J. Ruiz-Tagle Sevilla | viernes, 05 de enero de 2018 h |

Corría el mes de junio de 2015 cuando Andalucía anunció que se aprobaría una nueva Ley de Sanidad en Andalucía. Fue en el inicio del Gobierno de Susana Díaz tras las elecciones de ese año y parte del acuerdo suscrito con Ciudadanos para que este grupo la apoyara en el Parlamento.Seis meses más tarde, en diciembre de aquel año, se conoció el nombre exacto del texto legisltivo: Ley de Garantías y Sostenibilidad del Sistema Sanitario de Andalucía. Coincidió, además, con su llegada al Consejo de Gobierno para su aprobación, paso previo a su tramitación.

La siguiente fecha que ofrecen las hemerotecas es de marzo de 2017. Fue entonces cuando el texto legislativo se enfrentó a su primera batalla en el Parlamento: el debate a las enmiendas a la totalidad. Sólo el Partido Popular se opuso de raíz al texto y su oposición no convenció a nadie. Pasada esta fecha, el reloj para presentar enmiendas parciales comenzó a correr y en junio EG informaba en exclusiva de las correcciones que los grupos parlamentario querían realizar a la primera versión del texto. Una de las más celebradas por el sector fue la oposición a las subastas, aspecto en el que coincidían todos los grupos pero en grados diferentes. A partir de aquí, lo que se esperaba es el comienzo de unas negociaciones para unificar la oposición a esta norma a la vez que avanzaba el reloj parlamentario para la tramitación de la Ley. Pero ni una cosa ni la otra han ocurrido y ya han pasado más de dos años y medio desde que se anunciara el texto normativo y más de seis meses desde que se registraran las enmiendas parciales.

La situación, además, se va a dilatar porque enero no es un mes hábil en casi ningún parlamento a menos que haya alguna urgencia legislativa.
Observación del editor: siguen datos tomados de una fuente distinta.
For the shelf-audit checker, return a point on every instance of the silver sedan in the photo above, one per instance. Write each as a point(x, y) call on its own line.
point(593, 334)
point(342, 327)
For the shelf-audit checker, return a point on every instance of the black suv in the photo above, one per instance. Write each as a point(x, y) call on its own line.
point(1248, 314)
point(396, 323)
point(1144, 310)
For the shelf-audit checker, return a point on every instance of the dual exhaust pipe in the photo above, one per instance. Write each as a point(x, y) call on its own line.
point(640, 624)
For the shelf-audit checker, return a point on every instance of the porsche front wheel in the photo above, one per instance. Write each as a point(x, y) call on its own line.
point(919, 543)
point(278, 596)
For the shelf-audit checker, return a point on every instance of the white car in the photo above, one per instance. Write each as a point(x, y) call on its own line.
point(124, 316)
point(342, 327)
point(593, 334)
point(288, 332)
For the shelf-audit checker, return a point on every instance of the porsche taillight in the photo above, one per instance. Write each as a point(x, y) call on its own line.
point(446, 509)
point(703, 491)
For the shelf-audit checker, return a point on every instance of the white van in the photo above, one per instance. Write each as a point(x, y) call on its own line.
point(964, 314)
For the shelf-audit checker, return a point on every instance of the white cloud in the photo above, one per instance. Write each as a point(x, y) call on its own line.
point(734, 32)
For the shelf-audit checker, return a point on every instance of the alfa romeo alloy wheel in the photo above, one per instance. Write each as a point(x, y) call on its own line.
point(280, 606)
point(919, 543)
Esta ley no debe serlo porque en el calendario de sesiones del Parlamento de Andalucía no hay fechada ninguna cita de la Comisión de Sanidad.Pero hay una circunstancia que no debe olvidarse para los defensores de modificar las subastas: el cronómetro juega a favor de los defensores del modelo.
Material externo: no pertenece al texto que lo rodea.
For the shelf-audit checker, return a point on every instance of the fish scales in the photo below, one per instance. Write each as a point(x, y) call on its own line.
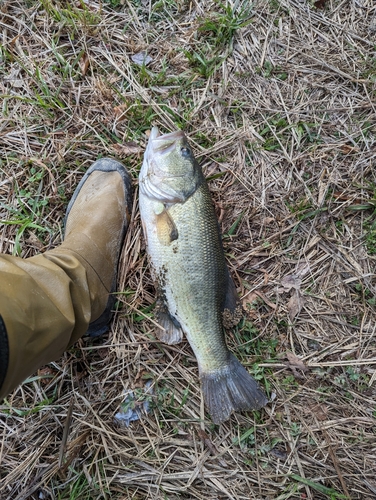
point(192, 272)
point(188, 263)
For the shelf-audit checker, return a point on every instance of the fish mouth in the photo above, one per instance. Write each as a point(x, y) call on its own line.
point(163, 144)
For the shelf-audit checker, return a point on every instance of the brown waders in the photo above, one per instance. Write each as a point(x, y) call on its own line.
point(49, 301)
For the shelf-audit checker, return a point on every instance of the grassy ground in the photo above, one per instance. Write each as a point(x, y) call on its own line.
point(277, 98)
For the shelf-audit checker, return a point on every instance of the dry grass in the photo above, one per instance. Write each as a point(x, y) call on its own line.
point(282, 109)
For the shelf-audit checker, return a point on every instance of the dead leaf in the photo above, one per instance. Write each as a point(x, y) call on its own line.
point(84, 63)
point(290, 281)
point(266, 300)
point(295, 304)
point(141, 58)
point(119, 111)
point(346, 149)
point(295, 363)
point(46, 375)
point(320, 4)
point(127, 148)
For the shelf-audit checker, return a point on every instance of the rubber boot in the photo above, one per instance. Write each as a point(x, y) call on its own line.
point(49, 301)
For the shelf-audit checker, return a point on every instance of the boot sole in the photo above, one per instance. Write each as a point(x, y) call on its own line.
point(100, 325)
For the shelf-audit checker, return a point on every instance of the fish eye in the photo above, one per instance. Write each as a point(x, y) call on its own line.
point(185, 151)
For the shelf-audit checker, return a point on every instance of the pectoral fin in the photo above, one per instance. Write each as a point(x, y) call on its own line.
point(170, 331)
point(166, 229)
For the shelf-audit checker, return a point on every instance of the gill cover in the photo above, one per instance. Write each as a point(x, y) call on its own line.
point(169, 173)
El funcionamiento de la Cámara andaluza —a menos que algunos de los grupos parlamentarios decidiesen retirar su enmienda— obligará a discutir por separado cada texto, lo que podría significar el fracaso de la oportunidad para suprimir las subastas de medicamentos. Podría darse el caso de poder elaborar una enmienda transaccional entre los grupos, pero debe contar con el beneplácito del grupo proponente de la Ley, que en este caso es el socialista. Este aspecto se revela como bastante improbable si se atiende al interés de este partido en que las subastas de medicamentos no se modifiquen ni un ápice. En este contexto es donde se revelan como indispensable las negociaciones previas entre los detracctores de las subastas.